The archetype-bench crate also includes a mid_run_spawn scenario that exercises the tick-zero-correct spawn ordering for entities arriving at different ticks. Its correctness output ("correct": true) must hold before Phase-6 work proceeds.

Acceptance

  • The Phase-6 entry gate suite (crates/archetype-core/tests/migration_gate.rs) passes: cargo test --package archetype-core --test migration_gate is green.
  • cargo run --package archetype-bench --bin mid_run_spawn reports "correct": true.
  • Existing async world tests pass with native mode off.
  • A narrow native-mode test passes for spawn/materialize/update.
  • Failures surface as Python exceptions, not logged-only errors.

9. Phase 7: Incremental Migration

Intent: migrate behavior in dependency order.

Order

  1. Schema composition and metadata validation.
  2. Spawn/despawn materialization.
  3. Update materialization.
  4. Add/remove component migration.
  5. Query filtering.
  6. Parquet append/read.
  7. Runtime integration.

Each step must leave the Python public surface stable.

Acceptance

  • At each migration point, Python and Rust contract tests both pass.
  • The app/runtime layers still call through CommandService.

10. Phase 8: Retirement

Intent: remove duplicated Python semantics only after Rust parity is proven.

Tasks

  1. Replace Python async core state-machine logic with native calls.
  2. Keep Python processors and hooks as adapter-level features.
  3. Remove or freeze sync-core duplication.
  4. Keep Python fallback behind a temporary compatibility switch until release.

Acceptance

  • No semantic drift remains between sync and async implementations because there is only one native engine path.
  • Rust is the normative core implementation.

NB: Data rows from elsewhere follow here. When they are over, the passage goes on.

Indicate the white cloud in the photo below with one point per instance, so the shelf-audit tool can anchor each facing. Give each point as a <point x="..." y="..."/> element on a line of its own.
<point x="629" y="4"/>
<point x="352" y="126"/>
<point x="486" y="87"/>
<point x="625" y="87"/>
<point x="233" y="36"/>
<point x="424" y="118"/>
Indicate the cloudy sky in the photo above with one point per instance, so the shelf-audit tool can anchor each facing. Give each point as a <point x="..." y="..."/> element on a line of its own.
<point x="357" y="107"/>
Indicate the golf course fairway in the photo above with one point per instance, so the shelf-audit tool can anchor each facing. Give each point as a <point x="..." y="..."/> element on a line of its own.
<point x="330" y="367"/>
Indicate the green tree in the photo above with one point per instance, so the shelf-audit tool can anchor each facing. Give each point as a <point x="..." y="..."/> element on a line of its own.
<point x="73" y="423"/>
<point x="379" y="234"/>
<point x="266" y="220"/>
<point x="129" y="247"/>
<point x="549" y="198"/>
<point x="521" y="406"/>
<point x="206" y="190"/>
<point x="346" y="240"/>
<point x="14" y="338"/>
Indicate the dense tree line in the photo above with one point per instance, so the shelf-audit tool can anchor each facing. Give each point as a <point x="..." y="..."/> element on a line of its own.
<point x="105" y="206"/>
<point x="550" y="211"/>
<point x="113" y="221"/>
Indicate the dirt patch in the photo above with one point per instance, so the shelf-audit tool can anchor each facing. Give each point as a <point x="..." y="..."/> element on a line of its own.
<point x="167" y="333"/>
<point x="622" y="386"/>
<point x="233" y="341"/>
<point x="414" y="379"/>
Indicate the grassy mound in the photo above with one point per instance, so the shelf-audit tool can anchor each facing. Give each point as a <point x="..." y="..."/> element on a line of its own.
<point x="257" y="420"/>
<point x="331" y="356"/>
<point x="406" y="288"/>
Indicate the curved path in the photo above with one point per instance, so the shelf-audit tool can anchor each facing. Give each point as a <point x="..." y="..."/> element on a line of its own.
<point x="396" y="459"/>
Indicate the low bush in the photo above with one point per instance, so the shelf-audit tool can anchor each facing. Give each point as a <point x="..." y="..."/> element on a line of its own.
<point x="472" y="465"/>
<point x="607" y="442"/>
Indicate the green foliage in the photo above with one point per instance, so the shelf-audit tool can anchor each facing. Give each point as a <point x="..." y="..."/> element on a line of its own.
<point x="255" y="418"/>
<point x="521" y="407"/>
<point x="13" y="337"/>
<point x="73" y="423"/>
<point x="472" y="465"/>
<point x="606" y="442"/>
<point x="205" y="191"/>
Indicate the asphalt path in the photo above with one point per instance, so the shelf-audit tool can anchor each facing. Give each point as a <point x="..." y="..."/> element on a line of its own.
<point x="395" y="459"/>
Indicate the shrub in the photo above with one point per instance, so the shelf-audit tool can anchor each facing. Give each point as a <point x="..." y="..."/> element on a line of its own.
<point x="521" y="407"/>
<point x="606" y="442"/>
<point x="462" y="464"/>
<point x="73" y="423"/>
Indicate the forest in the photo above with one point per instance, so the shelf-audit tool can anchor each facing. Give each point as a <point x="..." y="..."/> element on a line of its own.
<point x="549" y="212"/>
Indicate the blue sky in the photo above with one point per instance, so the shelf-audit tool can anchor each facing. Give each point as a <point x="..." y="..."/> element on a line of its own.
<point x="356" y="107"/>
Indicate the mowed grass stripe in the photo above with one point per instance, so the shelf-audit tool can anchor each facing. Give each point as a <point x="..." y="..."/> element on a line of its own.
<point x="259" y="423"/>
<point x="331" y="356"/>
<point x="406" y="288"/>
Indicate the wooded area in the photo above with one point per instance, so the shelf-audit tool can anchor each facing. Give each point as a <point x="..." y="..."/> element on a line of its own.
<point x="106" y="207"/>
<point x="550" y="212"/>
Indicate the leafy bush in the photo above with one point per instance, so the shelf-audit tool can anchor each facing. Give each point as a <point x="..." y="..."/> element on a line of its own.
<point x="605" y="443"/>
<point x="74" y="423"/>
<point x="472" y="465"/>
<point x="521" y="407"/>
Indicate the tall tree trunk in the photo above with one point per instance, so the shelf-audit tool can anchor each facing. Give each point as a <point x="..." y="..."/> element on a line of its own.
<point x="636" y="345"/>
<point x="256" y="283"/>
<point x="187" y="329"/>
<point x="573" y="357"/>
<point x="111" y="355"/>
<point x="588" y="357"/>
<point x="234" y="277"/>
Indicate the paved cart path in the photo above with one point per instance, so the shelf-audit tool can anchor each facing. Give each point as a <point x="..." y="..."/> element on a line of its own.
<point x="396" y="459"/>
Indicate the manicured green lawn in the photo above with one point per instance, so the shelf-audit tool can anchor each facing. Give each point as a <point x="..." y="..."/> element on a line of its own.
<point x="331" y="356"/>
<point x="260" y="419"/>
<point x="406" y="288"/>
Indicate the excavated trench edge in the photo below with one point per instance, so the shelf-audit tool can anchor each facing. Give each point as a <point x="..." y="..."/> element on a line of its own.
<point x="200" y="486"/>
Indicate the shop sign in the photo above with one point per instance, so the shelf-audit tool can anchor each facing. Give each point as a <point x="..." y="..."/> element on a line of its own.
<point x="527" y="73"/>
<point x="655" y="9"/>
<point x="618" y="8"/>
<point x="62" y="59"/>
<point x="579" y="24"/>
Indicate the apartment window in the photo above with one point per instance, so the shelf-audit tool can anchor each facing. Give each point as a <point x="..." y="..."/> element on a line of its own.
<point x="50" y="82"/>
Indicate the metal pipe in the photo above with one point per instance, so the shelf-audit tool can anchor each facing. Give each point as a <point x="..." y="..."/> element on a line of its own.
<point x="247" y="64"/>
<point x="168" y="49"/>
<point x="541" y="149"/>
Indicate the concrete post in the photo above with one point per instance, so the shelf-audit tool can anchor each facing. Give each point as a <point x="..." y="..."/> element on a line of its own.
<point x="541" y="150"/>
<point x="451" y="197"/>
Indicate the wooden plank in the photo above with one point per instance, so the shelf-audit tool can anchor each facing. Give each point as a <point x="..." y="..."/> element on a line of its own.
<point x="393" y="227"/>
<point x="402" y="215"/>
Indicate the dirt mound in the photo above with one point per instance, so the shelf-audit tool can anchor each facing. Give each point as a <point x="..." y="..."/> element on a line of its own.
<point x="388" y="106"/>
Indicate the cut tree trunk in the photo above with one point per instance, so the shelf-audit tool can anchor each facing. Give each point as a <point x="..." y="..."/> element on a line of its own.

11. Phase 9: Optional Processor Acceleration

Intent: leave room for GPU work without contaminating core storage/state.

Candidate Work

  • Native Rust processors over Arrow arrays.
  • Dense tensor component views for numeric columns.
  • cuTile-rs experiments for fused numeric processors.

Rule

GPU acceleration must be an optional processor backend. It must not own world state, append-only history, table naming, or governance.

12. First Milestone

The first implementation milestone was:

Given a caller-supplied table name, an Arrow schema, a prior tick Arrow batch, and queued spawn/despawn mutations, Rust produces the next tick Arrow batch and can append/read it through an append-only Parquet store.

This proves the kernel before touching Python runtime behavior.

The next implementation milestone is:

Given a single Arrow batch from Python, Rust executes the shared movement processor through the Arrow C Data Interface with stable errors, then the same processor is reused by the Rust benchmark world.

Acceptance:

  • cargo test --workspace passes.
  • cargo clippy --workspace --all-targets -- -D warnings passes.
  • uv run pytest tests/core/test_native_movement_adapter.py tests/bench/test_movement_compare.py passes.
  • Missing columns, wrong dtypes, multi-batch tables, missing libraries, and ABI mismatch produce explicit Python failures.
  • The benchmark JSON schema stays stable.